Shellcoding: Locating Kernel32 Base Address

Before the shellcode will we able to locate or use any Windows APIs, the base address of kernel32.dll must be located. Thankfully there’s a trick for that that has been around for quite some time. The method Uses the Win32 Thread Information Block (TIB) to locate the Program Environment Block (PEB) to locate InInitializationOrderModuleList, which contains the base address of kernel32.dll as it’s second list entry.

32-Bit Version

I will begin by demonstrating how to locate Kernel32.dll’s base address in a 32-bit environment. As best as I can discern, from SK Chong’s 2001 Phrack article, this method was originally documented by researchers in “VX-zine”. I was unable to locate the original source. Since SK’s article is quite old, it is possible that the author’s name(s) is/are lost to time. If someone knows the original source, it would be interesting knowledge and I would happily update this article. This method will work on all versions of Windows. It is not NULL byte free but, we will handle that in a future blog post.
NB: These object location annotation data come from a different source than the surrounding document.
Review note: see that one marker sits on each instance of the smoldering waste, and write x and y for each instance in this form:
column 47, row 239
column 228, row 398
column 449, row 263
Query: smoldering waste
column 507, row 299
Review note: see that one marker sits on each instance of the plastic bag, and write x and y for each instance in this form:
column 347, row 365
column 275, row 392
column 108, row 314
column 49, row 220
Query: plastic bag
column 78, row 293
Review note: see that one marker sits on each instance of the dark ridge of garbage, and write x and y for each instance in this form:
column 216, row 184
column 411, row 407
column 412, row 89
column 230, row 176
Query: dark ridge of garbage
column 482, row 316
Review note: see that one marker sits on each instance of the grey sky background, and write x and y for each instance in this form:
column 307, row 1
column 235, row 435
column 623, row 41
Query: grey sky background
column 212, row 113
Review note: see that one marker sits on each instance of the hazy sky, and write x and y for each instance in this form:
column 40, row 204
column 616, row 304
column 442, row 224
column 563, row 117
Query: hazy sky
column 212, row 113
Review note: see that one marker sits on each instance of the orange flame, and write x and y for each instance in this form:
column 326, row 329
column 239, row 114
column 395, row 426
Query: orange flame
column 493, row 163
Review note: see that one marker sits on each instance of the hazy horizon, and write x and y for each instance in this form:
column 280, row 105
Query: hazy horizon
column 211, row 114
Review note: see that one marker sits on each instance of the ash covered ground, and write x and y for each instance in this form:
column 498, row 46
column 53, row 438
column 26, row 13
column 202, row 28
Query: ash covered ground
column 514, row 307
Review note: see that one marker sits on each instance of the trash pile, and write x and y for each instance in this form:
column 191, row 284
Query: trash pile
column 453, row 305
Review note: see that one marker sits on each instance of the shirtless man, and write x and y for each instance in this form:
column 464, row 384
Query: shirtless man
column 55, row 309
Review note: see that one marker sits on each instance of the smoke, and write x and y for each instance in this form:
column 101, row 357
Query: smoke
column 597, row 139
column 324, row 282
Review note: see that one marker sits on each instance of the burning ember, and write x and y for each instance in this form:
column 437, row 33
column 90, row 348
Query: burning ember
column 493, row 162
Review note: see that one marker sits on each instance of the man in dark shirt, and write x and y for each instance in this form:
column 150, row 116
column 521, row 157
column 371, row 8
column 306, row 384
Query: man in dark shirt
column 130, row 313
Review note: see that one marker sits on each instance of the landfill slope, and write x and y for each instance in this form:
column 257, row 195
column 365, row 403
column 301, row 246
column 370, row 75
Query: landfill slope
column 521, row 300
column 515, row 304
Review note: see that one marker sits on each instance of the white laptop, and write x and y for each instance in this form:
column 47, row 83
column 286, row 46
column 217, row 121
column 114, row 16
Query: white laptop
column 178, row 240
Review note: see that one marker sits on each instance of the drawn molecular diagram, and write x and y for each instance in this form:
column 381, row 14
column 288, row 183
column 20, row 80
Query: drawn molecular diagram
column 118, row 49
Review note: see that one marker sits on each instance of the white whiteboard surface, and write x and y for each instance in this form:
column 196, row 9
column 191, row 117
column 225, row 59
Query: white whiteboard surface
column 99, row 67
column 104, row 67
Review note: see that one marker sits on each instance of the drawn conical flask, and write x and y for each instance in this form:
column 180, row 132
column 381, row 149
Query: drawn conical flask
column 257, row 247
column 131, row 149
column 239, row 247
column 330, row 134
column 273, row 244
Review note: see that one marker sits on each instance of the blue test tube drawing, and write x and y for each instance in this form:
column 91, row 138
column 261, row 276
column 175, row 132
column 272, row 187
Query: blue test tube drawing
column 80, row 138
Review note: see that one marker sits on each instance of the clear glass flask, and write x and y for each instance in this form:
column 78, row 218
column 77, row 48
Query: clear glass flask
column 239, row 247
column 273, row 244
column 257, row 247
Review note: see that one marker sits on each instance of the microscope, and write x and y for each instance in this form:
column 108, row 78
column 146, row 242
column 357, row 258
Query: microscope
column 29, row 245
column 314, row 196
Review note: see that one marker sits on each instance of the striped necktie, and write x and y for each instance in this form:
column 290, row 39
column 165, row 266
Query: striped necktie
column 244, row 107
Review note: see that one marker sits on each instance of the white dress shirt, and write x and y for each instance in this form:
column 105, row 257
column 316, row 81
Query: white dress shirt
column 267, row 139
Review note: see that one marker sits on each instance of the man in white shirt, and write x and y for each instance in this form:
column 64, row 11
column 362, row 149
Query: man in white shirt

The following code will locate the base address of Kernel32:

1
2
3
4
5
6
7
8
9
10
11
mov	eax,[fs:0x30]   ; Get the memory address of the PEB
                        ; structure and store it in EAX
mov	eax,[eax+0x0C]  ; Get the memory address of the PEB_LDR_DATA
                        ; structure and store it in EAX
mov	esi,[eax+0x1C]  ; Get the memory address of the first
                        ; LIST_ENTRY structure stored in the
                        ; InInitializationOrderModuleList and store
                        ; it in ESI
lodsd                   ; Loads the memory address of the second 
                        ; LIST_ENTRY structure
mov	ebx,[eax+0x08]  ; Save the base address of kernel32.dll in EBX
  1. The first MOV instruction saves the address of the PEB structure in EAX. Windows uses the FS register to store the address of the TIB structure, the address of the PEB structure is located at an offset of 0x30 bytes. To illustrate what is happening here, let us take a look at some screen clips of OllyDbg with an example program loaded.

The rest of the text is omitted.